The chance discovery prompted a 2009 paper in the journal Biomacromolecules about the material they dubbed “ultrax,” a superstrong and highly elastic natural fiber.
“We found that if you put a little drop of this protein solution on a slide, the Ubx forms a film. And if you touch a needle to that film, you can draw a fiber,” Matthews said. “Then we asked, What if we could incorporate other functions into these materials? Can we make chimeras?” The answer was yes, though it took ingenuity to prove.
Chimeras in the biological world contain genetically distinct cells from two or more sources. In Greek mythology, chimeras are beings with parts from multiple animals; a pig with wings, for instance, would qualify. But real chimeras are usually more subtle. On the molecular level, chimeras are proteins that are fused into a single polypeptide and can be purified as a single molecular entity.
As a proof of principle, the team used gene-fusion techniques to create chimeras by combining Ubx with fluorescent and luminescent proteins to see if they remained functional. They did. The combined materials still formed a film on water. Drawn into fibers and put under a microscope, Ubx combined with enhanced green fluorescent protein (EGFP) kept its bright green color. Ubx-mCherry was bright red, the brown protein myoglobin (from sperm whales) was brown, and luciferase glowed.

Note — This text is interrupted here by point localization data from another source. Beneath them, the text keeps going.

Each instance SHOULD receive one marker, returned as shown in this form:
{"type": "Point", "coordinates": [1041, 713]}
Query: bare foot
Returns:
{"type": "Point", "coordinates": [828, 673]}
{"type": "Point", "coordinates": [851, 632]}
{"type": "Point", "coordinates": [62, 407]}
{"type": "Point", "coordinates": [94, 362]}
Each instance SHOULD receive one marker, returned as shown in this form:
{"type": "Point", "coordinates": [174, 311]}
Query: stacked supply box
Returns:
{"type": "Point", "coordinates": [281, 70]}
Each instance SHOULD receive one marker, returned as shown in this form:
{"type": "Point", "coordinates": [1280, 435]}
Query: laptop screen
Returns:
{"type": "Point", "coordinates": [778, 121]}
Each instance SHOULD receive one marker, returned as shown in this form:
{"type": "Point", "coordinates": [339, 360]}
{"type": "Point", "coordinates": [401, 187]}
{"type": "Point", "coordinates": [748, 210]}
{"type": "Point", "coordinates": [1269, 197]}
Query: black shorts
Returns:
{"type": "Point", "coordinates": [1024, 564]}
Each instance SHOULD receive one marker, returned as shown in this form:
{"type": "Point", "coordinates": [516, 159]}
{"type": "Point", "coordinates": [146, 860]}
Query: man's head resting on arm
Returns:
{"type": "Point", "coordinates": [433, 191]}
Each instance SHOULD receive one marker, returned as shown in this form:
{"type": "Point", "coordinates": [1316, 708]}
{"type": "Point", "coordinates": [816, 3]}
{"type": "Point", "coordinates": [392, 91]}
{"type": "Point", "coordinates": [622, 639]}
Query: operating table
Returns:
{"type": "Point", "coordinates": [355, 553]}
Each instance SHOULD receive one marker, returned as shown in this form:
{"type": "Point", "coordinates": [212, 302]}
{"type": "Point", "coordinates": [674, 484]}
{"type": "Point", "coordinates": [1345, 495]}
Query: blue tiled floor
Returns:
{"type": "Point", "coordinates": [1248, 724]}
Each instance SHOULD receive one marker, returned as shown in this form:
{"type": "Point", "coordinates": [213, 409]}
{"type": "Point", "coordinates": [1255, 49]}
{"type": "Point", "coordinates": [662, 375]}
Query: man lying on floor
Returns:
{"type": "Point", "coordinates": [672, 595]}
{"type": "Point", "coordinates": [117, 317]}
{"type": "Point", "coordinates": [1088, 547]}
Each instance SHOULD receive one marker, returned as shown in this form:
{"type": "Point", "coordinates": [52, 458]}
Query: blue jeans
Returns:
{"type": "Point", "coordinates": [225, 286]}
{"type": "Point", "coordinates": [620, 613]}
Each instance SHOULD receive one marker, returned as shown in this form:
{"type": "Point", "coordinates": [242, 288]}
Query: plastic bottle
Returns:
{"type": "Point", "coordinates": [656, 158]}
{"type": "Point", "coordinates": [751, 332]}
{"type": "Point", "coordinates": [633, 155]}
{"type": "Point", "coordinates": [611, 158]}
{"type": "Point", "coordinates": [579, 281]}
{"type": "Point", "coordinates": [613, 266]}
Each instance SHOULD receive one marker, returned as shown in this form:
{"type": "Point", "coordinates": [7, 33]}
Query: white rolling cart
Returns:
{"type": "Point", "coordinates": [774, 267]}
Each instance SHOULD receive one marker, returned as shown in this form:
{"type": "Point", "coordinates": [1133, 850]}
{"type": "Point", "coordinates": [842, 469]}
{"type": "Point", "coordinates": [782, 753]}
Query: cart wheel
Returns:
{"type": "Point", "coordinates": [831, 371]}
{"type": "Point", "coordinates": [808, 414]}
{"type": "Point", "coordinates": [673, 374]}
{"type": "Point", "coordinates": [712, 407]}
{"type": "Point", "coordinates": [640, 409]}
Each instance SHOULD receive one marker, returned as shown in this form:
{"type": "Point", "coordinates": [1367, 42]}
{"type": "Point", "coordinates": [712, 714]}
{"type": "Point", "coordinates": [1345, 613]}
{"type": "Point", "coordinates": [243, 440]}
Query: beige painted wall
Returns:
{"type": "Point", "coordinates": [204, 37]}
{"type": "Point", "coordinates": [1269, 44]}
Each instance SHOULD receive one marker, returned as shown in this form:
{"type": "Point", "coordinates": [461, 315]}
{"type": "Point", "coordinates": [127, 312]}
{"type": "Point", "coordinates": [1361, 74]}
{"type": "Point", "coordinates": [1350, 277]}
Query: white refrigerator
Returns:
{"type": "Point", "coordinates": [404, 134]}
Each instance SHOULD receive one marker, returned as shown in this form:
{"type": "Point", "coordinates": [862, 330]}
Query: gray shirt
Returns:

Huang was able to make patterns with strands generated by the chimeras by twisting red and green fluorescent proteins into candy cane-like tubes, or lacing them on a frame. “This patterning technique is pretty unique and very simple,” said Huang, who recently defended his thesis on the subject. He said making solid materials with functional proteins often requires harsh chemical or physical processing that damages the proteins’ effectiveness. But creating complex three-dimensional structures with Ubx is efficient and requires no specialized equipment.
Bondos is studying how many proteins are amenable to fusion with Ubx. “It looks like it’s a fairly wide range, and even though Ubx is positively charged, both positively and negatively charged proteins can be incorporated.” She said even proteins that don’t directly fuse with Ubx may be able to connect through intermediary binding partners.
Bondos said the 2009 paper “showed we could make three-dimensional scaffolds. We can basically make rods and sheets and meld them together; anything you can build with Legos, we can build with Ubx.”
Ubx-based materials can match the natural properties of elastin, the protein that makes skin and other tissues pliable, Bondos said. “You don’t want to make a heart out of something hard, and you don’t want to make a bone out of something soft,” she said. “We can tune the mechanical properties by changing the diameter of the fibers.”
She said functionalized Ubx offers a path to growing three-dimensional organs layer by layer. “We should be able to build something shaped like a heart, and because we can pattern the chimeras within fibers and films, we can build instructions into the material that cause cells to differentiate as muscle, nerves, vasculature and other things.”
Bondos suggested the material might also be useful for replacing damaged nerves. “We should be able to stimulate cell attachment and nerve growth along the middle and factors on the ends to enhance attachment to existing nerve cells, to tie it into the patient. It really is pretty exciting.”
Matthews said the ability to characterize and pattern fibers for different functions should find many uses, because enzymes, antibodies, growth factors and peptide recognition sequences can now be incorporated into biomaterials. She said sequential arrays of functional fibers for step-by-step catalysis of materials is also possible.
“You’re only limited by your mechanical imagination,” she said.